I have no pleasant talk; no sheep are killed for my wedding; it is little but my hair is grey; it is many colours I had over it when I used to be drinking good ale.
I have no envy against the old, but only against women; I myself am spent with old age, while women's heads are still yellow.
The stone of the kings on Feman; the chair of Ronan in Bregia; it is long since storms have wrecked them, they are old mouldering gravestones.
The wave of the great sea is speaking; the winter is striking us with it; I do not look to welcome to-day Fermuid son of Mugh. [Page 70]
I know what they are doing; they are rowing through the reeds of the ford of Alma; it is cold is the place where they sleep.
The summer of youth where we were has been spent along with its harvest; winter age that drowns everyone, its beginning has come upon me.
It is beautiful was my green cloak, my king liked to see it on me; it is noble was the man that stirred it, he put wool on it when it was bare.
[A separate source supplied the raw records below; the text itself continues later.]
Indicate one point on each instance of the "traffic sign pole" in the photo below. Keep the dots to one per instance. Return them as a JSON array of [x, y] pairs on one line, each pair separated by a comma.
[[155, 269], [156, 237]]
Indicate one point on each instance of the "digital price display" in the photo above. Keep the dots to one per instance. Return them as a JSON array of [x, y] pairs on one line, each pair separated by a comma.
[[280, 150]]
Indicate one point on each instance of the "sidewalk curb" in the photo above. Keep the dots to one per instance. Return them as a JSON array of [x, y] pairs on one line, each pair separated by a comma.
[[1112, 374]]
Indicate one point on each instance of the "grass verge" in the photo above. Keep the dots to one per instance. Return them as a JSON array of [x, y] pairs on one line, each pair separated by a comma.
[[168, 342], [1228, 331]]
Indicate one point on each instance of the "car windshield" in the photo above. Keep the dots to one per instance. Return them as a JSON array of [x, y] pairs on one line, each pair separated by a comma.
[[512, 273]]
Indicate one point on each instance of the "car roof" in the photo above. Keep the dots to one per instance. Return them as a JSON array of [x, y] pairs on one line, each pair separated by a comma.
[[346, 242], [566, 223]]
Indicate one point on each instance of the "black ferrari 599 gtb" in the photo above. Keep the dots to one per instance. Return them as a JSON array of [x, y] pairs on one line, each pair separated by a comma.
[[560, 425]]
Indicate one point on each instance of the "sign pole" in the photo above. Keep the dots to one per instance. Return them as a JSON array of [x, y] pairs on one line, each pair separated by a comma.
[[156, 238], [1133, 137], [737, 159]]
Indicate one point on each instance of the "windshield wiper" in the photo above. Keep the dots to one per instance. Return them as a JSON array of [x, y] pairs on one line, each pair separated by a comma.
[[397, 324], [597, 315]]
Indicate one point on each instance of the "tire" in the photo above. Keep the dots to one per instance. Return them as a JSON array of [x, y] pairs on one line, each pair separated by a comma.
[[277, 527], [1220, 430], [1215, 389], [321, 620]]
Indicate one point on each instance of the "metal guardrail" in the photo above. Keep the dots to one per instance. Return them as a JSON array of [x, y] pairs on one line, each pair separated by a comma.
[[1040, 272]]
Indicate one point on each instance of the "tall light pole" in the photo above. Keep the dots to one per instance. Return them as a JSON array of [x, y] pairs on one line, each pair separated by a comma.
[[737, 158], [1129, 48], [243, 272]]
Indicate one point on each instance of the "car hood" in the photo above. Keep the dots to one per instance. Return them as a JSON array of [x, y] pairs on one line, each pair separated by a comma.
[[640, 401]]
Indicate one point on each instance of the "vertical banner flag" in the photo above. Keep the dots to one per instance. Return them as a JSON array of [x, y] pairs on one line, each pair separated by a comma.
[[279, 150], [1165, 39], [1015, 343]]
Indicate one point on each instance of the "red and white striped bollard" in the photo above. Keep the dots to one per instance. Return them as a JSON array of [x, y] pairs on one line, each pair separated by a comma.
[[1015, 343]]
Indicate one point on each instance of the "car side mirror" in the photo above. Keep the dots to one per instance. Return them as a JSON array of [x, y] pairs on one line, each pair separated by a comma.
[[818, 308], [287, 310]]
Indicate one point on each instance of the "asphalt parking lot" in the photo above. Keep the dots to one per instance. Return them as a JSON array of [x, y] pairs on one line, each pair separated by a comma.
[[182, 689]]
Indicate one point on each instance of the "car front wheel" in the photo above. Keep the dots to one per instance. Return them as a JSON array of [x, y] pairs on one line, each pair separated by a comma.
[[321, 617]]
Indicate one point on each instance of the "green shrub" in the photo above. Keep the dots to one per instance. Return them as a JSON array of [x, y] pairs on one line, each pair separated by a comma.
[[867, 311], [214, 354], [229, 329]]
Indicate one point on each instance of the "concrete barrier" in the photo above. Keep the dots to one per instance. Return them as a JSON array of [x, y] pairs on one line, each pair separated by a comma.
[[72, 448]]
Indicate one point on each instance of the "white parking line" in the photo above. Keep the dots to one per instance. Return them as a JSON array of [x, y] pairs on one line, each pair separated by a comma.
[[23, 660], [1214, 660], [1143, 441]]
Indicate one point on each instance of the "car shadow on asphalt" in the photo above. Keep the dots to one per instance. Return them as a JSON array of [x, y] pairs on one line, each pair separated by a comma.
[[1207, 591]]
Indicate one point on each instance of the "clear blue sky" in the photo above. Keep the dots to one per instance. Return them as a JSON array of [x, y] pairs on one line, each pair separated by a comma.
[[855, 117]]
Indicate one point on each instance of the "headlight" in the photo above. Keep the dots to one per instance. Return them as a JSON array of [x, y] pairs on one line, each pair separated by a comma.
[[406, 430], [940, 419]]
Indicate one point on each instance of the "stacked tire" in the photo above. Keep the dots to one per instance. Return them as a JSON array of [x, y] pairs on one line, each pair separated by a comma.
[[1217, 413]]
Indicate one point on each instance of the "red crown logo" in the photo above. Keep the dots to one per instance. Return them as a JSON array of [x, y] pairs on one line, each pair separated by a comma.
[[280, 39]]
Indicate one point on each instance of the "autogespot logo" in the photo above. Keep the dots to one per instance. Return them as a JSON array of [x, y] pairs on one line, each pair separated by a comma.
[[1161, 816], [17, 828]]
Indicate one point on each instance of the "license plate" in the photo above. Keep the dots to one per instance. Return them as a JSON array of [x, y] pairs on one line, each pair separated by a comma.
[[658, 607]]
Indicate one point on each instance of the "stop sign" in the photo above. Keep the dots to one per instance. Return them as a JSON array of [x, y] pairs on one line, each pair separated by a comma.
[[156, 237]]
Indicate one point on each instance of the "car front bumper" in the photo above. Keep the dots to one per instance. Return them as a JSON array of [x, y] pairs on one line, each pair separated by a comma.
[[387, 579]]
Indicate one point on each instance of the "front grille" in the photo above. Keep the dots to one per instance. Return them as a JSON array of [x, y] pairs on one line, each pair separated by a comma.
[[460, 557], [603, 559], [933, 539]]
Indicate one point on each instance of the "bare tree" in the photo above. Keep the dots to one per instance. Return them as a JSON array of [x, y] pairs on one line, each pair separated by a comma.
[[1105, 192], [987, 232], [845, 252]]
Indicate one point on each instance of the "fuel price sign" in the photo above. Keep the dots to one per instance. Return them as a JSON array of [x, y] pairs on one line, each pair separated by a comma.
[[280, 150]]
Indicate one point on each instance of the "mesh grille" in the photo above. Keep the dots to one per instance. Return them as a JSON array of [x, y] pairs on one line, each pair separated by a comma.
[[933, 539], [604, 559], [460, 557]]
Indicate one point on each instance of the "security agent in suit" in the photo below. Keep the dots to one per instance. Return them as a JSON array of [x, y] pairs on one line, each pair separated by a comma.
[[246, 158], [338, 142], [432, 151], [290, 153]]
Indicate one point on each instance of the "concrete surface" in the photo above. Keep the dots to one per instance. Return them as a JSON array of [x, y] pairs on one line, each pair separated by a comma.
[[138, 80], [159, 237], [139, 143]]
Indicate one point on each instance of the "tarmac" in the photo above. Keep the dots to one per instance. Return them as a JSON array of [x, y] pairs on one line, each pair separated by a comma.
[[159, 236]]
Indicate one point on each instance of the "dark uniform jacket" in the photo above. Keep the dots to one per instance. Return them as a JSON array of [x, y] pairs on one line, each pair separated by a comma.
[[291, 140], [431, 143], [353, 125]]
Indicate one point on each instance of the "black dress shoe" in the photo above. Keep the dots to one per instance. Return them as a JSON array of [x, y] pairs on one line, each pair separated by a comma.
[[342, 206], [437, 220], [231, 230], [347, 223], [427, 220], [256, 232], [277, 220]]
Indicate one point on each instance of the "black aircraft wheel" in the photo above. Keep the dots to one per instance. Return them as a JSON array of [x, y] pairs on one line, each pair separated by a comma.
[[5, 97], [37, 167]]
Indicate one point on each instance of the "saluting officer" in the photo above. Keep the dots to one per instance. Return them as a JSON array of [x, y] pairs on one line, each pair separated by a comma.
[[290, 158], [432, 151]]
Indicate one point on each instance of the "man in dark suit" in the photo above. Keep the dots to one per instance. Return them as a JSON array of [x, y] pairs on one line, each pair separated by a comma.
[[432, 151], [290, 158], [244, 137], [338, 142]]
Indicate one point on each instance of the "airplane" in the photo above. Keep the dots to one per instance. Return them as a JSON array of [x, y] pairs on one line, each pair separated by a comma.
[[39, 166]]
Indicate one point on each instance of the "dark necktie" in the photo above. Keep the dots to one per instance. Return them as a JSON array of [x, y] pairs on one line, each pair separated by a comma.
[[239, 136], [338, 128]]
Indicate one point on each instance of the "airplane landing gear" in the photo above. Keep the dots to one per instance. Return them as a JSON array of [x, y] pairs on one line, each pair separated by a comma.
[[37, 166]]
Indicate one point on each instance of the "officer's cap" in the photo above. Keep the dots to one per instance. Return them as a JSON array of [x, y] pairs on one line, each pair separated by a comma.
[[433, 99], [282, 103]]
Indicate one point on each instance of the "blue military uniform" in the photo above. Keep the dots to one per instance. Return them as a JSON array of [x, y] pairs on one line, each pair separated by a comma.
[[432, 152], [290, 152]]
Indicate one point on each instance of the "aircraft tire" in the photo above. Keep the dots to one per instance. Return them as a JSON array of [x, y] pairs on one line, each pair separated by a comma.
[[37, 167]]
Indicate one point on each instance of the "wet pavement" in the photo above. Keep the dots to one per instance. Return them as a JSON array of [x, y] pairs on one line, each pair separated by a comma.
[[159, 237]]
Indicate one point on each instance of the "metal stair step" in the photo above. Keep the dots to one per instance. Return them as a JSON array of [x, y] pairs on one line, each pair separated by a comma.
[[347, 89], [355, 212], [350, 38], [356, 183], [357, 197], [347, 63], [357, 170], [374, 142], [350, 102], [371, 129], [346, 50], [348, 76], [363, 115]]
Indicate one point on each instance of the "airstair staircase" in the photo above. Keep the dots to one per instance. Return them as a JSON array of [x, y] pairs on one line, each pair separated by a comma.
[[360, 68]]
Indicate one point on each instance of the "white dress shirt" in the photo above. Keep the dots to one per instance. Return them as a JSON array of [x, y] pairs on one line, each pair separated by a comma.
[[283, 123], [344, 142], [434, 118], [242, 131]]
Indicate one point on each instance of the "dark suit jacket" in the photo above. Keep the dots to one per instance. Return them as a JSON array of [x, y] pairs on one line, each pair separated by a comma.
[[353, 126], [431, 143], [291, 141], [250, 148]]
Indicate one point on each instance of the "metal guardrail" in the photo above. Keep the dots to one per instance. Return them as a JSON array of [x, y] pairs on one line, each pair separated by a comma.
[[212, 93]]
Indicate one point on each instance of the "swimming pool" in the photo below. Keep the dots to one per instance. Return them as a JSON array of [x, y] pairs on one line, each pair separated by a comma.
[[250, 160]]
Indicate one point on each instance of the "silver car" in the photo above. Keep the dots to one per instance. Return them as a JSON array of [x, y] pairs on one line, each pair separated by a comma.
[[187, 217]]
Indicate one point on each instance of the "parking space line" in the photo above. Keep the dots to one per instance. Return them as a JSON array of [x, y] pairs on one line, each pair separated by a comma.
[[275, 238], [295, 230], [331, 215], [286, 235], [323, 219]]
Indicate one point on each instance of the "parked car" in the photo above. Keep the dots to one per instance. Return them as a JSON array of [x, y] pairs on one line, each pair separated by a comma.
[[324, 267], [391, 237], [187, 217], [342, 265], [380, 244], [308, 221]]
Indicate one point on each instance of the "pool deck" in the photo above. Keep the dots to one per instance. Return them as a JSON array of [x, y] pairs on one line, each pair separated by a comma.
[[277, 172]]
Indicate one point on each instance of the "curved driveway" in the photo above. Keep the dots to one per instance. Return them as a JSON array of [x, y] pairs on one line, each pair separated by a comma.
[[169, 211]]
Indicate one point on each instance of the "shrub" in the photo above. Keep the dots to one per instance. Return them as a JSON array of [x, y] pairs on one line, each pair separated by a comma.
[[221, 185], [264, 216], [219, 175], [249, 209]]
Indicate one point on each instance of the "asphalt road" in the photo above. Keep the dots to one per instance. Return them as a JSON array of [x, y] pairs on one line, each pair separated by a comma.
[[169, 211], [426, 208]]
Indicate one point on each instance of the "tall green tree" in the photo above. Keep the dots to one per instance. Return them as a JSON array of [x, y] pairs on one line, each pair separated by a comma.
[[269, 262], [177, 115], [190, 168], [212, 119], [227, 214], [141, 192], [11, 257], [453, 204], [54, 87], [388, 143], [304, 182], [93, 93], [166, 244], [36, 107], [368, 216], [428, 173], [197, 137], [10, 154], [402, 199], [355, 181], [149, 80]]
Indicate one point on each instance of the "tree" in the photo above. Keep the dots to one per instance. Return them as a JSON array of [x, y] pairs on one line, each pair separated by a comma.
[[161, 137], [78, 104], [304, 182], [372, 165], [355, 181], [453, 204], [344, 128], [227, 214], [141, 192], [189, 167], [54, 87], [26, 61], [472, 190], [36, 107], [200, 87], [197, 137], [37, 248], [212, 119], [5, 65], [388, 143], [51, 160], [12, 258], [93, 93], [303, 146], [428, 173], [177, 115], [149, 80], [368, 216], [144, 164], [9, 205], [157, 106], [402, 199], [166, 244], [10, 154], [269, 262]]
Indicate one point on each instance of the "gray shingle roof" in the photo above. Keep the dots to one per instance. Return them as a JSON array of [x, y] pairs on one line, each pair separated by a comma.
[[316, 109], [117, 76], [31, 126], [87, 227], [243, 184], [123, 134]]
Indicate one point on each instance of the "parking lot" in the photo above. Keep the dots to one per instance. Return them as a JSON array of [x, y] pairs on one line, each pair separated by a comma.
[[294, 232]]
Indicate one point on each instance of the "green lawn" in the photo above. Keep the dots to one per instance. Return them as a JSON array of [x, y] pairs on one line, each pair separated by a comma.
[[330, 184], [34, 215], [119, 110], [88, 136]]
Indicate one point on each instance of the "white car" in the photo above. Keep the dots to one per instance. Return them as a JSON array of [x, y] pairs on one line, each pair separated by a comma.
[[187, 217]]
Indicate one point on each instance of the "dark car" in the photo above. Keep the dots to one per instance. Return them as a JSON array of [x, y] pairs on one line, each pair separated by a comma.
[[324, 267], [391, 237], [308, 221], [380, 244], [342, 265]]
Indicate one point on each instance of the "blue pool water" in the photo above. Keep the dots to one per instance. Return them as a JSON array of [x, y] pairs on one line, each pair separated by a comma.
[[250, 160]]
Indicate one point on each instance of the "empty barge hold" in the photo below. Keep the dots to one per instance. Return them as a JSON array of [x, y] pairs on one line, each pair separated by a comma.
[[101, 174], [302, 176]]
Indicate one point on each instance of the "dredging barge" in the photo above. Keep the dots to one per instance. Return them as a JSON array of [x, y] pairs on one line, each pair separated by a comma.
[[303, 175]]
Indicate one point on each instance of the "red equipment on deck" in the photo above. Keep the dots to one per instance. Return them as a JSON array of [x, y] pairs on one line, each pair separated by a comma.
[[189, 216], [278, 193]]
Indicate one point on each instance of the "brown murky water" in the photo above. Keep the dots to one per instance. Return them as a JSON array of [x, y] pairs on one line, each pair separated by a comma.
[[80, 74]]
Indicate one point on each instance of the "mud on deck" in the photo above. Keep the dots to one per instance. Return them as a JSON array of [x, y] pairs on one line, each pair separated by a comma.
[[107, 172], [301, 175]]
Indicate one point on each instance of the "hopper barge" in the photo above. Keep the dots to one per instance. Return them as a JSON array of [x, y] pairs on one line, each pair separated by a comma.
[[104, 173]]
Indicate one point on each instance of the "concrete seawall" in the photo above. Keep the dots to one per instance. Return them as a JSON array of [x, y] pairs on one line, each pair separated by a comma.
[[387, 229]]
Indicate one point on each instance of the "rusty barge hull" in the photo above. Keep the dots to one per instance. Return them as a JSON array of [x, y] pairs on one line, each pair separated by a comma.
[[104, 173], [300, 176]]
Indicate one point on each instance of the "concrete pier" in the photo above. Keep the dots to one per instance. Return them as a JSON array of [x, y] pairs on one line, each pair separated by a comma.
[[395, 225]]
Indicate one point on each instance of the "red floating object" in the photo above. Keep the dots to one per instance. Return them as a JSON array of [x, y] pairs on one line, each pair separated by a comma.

Amen, great is the pity; every acorn has to drop. After feasting with shining candles, to be in the darkness of a prayer-house.
I was once living with kings, drinking mead and wine; to-day I am drinking whey-water among withered old women.
There are three floods that come up to the dun of Ard-Ruide: a flood of fighting-men, a flood of horses, a flood of the hounds of Lugaidh's son.
The flood-wave and the two swift ebb-tides; [Page 71] what the flood-wave brings you in, the ebb-wave sweeps out of your hand.
The flood-wave and the second ebb-tide; they have all come as far as me, the way that I know them well.
The flood-tide will not reach to the silence of my kitchen; though many are my company in the darkness, a hand has been laid upon them all.
My flood-tide! It is well I have kept my knowledge. It is Jesus Son of Mary keeps me happy at the ebb-tide.
It is far is the island of the great sea where the flood reaches after the ebb: I do not look for floods to reach to me after the ebb-tide.
There is hardly a little place I can know again when I see it; what used to be on the flood-tide is all on the ebb to-day!